Support for crawling compound documents

If a document contains multiple parts, such as attachments or content elements, and you want all parts of the document to be treated as a single document in the search results, you can configure certain crawlers to support compound documents.

The following crawlers provide compound document support:
  • Exchange Server
  • FileNet P8
  • Notes
  • SharePoint

When compound document support is enabled in the crawler configuration, a parent document that contains child documents is searched as a single document. If the search terms are found in the parent or a child, all of the child documents are listed with the parent document in the search results. To help users identify documents of potentially greater interest, the links to child documents that contain the search terms are highlighted in a bold font. If the parent document does not match the search terms, but one or more child documents do, then the document summary is created from the first child document that matches the search terms.

Restriction: With compound documents, all textual information, such as the document body and text in fields or metadata, is treated as if the text was merged into one document. All of the fields from the parent document and child documents are indexed as a single document. One document ID, from the parent document, is assigned to the entire set. If you add, update, or delete a document in the set, the entire set of documents must be indexed again, even if some documents in the set did not change.

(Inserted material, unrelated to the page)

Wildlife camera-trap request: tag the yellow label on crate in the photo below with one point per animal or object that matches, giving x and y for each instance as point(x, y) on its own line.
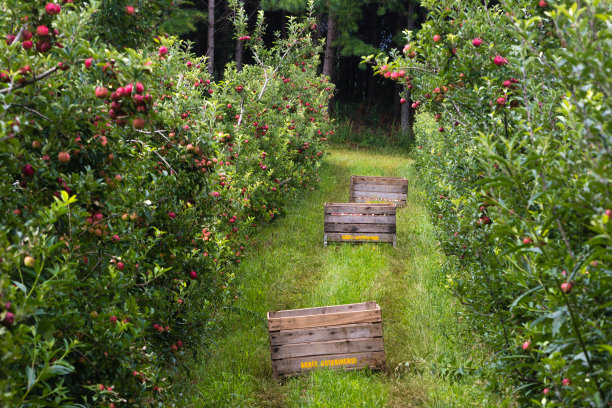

If support for compound documents is not enabled in the crawler configuration, the parent and child documents are searched separately and returned as separate documents in the search results. For example, if a document in a Lotus Notes® database contains two attachments, the document becomes three documents in the index, one for the document body and two for the attachments. The three documents are searched as if they are unrelated documents. Thus, a query might return three separate documents even though the three parts comprise a single document.

For another example, a Boolean AND query might not return any of three documents if two search terms (this AND that) exist in separate attachments. In contrast, when compound document support is enabled, a Boolean AND query searches across the entire set of documents. The compound document is returned in the search results even if one attachment contains this and the other attachment contains that.

Exchange Server crawlers

Microsoft Exchange Server supports attachments to mail, calendars, tasks, and contacts. In some cases, an attachment to mail can have its own attachments. When the Exchange Server crawler is configured to support compound documents, the parent document is published with its attachments as one compound document. The parent and all parts are indexed as one document.

If the Exchange Server crawler is not configured to support compound documents, the parent documents are indexed separately from their attachments. For example, a search might return separate documents for the parent email and each of its attachments.

FileNet P8 crawlers

In FileNet® P8, differences exist between documents that contain multiple content elements and documents that are considered compound documents in FileNet P8.
Documents with multiple content elements
If the FileNet P8 crawler is not configured to support compound documents, a FileNet P8 document that contains multiple content elements gets indexed as multiple documents that have similar metadata, but different binary content. For example, if a FileNet P8 document includes two files, they are indexed as two documents that have almost the same metadata. Some attributes derived from the content elements differ, such as the file name, file size, content type, and so on.

If you configure the FileNet P8 crawler to support compound documents, FileNet P8 documents that contain multiple content elements are treated as a single document in the index. The indexed compound document contains all content elements that are associated with the multiple element document.

Compound documents in FileNet P8
In Watson Explorer Content Analytics, a compound document consists of binary content and limited metadata associated with the binary content. If a parent document and child document have different metatdata, Watson Explorer Content Analytics indexes both documents as a single document.

In FileNet P8, a compound document is a document that can contain other documents. The parent and child documents can have completely different metadata, and the documents likely need to be indexed and searched as separate documents.

To support indexing and searching FileNet P8 compound documents, the FileNet P8 crawler treats all parts of the document as separate documents with distinct metadata. They are not indexed as a single document in the Watson Explorer Content Analytics index.

Notes crawlers

When the Notes crawler is configured to support compound documents, the crawler treats attachments as child documents. As a result, one Notes document always becomes the parent document. The parent document is published with its child documents as one compound document. The parent and all parts are indexed as one document.

If the Notes crawler is not configured to support compound documents, the parent documents are indexed separately from their attachments. For example, if a Notes document has two attachments, the crawler produces three documents. A search might return separate documents for the parent document and each attachment.

SharePoint crawlers

SharePoint Server documents support attachments to calendars and tasks. When the SharePoint crawler is configured to support compound documents, the parent document is published with its attachments as one compound document. The parent and all parts are indexed as one document.

If the SharePoint crawler does not support compound documents, attachments are indexed separately from the parent document, but they include much of the same metadata as the parent document. For example, if a SharePoint calendar has two attachments, the content is indexed as three separate documents that have nearly the same metadata. A few fields, such as the file name, file size, and last modification date, are different for each document.